The Labor Department wants stricter financial reporting requirements for labor organizations and their affiliates. Labor groups almost certainly will challenge the plan in court as they have in the past, sources told Bloomberg Law.

The DOL estimates that by December it will issue proposed rules covering “intermediate bodies” such as state, regional, or district union offices, and union “trusts.”

The two proposals out of the Office of Labor-Management Standards mirror policies from the George W. Bush administration. The Bush era faced legal challenges from the AFL-CIO and the National Education Association and were overturned altogether during the Obama presidency.

Unions likely will push back on these rules given the strain they put on finances, said Michael Hayes, an associate professor of law at the University of Baltimore and the former OLMS director under President Barack Obama.

These financial disclosure rules could cripple unions that already are struggling after the U.S. Supreme Court’s Janus v. AFSCME decision, he said. The Janus ruling prohibited public-sector unions from collecting mandatory fees from nonmember workers.

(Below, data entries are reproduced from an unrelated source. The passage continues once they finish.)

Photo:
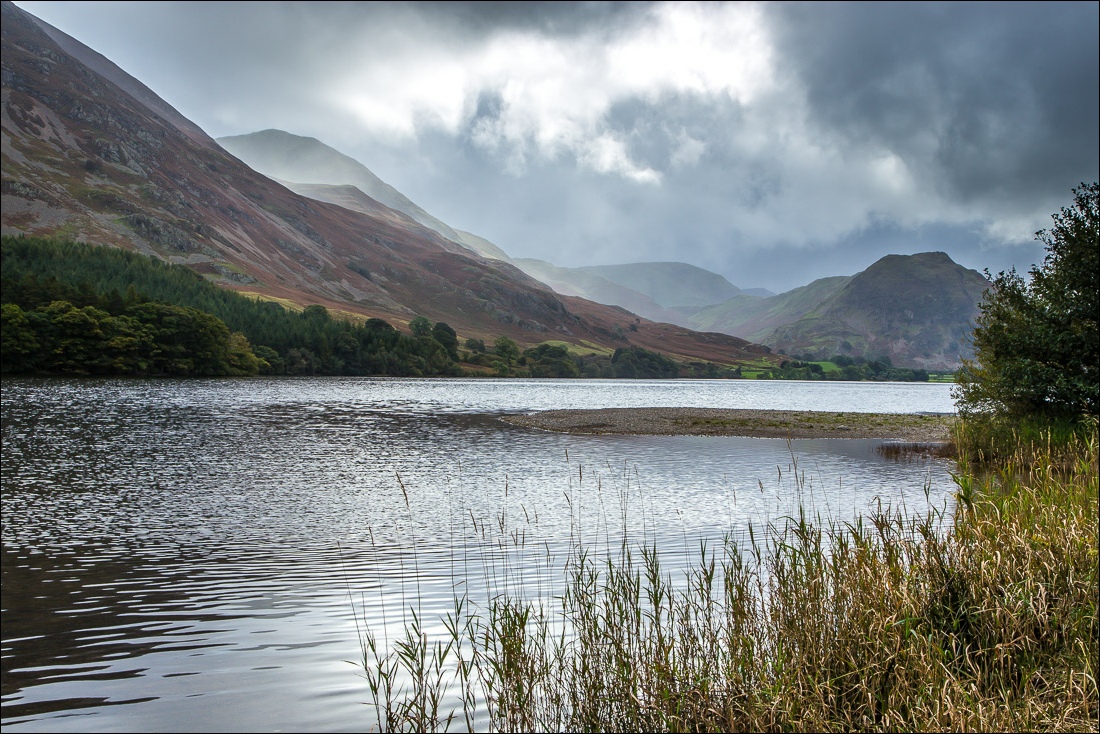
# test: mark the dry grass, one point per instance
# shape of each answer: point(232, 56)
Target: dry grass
point(985, 619)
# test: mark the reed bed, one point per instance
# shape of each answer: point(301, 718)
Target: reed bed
point(979, 617)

“It’s another layer of paper pushing and bureaucracy that has to be paid for,” Rosemarie Cipparulo, an assistant teaching professor at Rutgers University and labor lawyer, told Bloomberg Law. “In my mind, it’s just another way to enforce costs on unions without any real reason other than to bust public sector unions financially.”

Clarity Needed: Chamber

One proposal would require intermediate unions to file annual financial reporting forms when their parent organization separately represents private-sector employees, which means they’re covered by federal disclosure laws. The agency also aims to re-establish the Form T-1 requiring union trusts, which can include a strike fund or apprenticeship programs, to file annual spending reports.

There’s a need to clarify financial reporting requirements for unions, said Glenn Spencer, senior vice president for the U.S. Chamber of Commerce.

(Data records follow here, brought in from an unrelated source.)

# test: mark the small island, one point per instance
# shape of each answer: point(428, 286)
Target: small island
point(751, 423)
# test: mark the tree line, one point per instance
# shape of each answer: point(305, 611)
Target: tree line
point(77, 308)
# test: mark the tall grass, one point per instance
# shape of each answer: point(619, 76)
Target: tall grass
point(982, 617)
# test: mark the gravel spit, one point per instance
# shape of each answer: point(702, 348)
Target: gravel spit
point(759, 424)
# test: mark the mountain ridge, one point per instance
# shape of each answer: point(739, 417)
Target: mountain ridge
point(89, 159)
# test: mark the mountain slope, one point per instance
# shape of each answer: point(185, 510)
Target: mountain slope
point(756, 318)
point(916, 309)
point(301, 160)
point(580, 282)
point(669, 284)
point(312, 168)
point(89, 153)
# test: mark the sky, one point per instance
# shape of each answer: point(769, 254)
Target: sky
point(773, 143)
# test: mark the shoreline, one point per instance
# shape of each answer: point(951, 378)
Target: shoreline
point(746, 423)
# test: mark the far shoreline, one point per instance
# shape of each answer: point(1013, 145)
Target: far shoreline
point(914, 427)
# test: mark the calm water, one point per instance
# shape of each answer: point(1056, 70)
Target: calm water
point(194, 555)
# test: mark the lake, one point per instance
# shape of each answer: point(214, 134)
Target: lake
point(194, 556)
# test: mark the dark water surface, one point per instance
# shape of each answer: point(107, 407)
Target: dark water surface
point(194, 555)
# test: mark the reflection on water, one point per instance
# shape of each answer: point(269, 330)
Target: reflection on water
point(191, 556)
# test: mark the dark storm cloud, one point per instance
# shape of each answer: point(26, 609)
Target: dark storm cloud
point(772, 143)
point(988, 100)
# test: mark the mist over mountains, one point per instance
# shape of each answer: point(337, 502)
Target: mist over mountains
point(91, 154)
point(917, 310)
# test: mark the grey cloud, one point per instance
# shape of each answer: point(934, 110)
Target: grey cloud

International unions can represent a combination of government workers and private-sector employees through local chapters. The unions also have regional labor councils and offices that don’t bargain directly for employees, but are affiliated with the union.

Those regional offices should have to disclose their finances, Spencer said. Technically, those councils do represent workers, “because you supervise locals in the field who directly represent workers.”

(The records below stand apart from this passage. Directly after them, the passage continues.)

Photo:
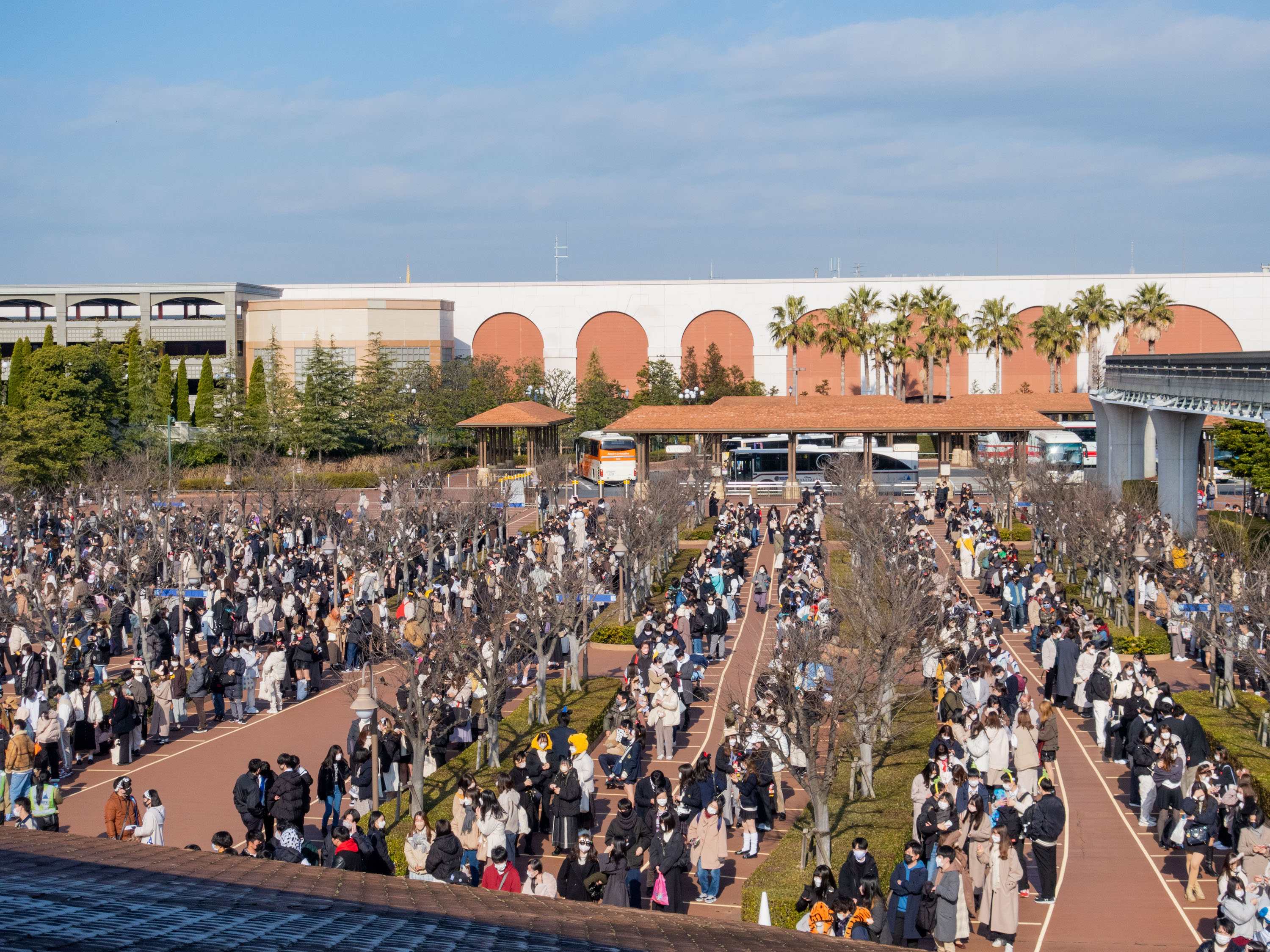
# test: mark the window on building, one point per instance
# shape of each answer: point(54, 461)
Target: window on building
point(403, 357)
point(305, 353)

If those local chapters represent both private- and public-sector workers, those entities should be submitting financial disclosures, he said. If it’s clear a union only represents public workers, then the disclosure law doesn’t apply.

“It’s very burdensome and expensive to comply with these guidelines,” Hayes said, noting the union costs of hiring additional staff to comb through finances, fill out disclosure forms, and submit forms on time.

Union coffers already have been hit by the Janus case, he said. That decision has spawned lawsuits from conservative groups seeking reimbursement for union fees already paid. Twenty-five states also have right-to-work laws, allowing workers to remain outside union membership.

Given that, it makes even less sense to implement these reporting requirements. “Any employee who doesn’t want to join a union and pay dues, doesn’t have to,” Hayes said.

Previous Litigation

The NEA and its affiliates sued the Labor Department over the intermediate union rule in 2004, and will challenge the proposals again.

“This is the third time in the past year the U.S. Department of Labor has posted a notice that it intends to try to resurrect the Bush-era proposal on intermediate labor organizations,” Alice O’Brien, general counsel of the NEA, told Bloomberg Law. “On behalf of its affiliates, the National Education Association challenged the Bush-era proposal, which was subsequently rescinded, and NEA stands ready to do so again.”

The OLMS enforces the 1959 Labor-Management Reporting and Disclosure Act, which generally requires labor organizations to provide information on their constitution, bylaws, filing annual publicly accessible reports detailing expenses, assets, and officer salaries.

The AFL-CIO is watching for the proposals, but it’s too soon to say whether the federation will pursue litigation, said Matthew Ginsburg, associate general counsel for the labor federation.

Legal Basis

A union’s challenge to the proposals wouldn’t have much standing because the 1959 disclosure law is meant to be read “very broadly,” Spencer said.

The OLMS also has its own interpretive manual addressing situations where affiliates and labor councils must report finances, he said. But the criteria changes based on the type of affiliate and doesn’t provide one uniform reporting requirement for all of the forms labor affiliates can take, including union regional councils, trade councils, and state legislative boards.

It’s unlikely the DOL could get past a lawsuit arguing the policies violate the Constitution, said Rutgers’ Cipparulo.

The government can regulate private-sector unions because they’re involved in interstate commerce, but public-sector unions aren’t. The commerce clause in the Constitution gives the federal government power to regulate commerce with states and other government entities.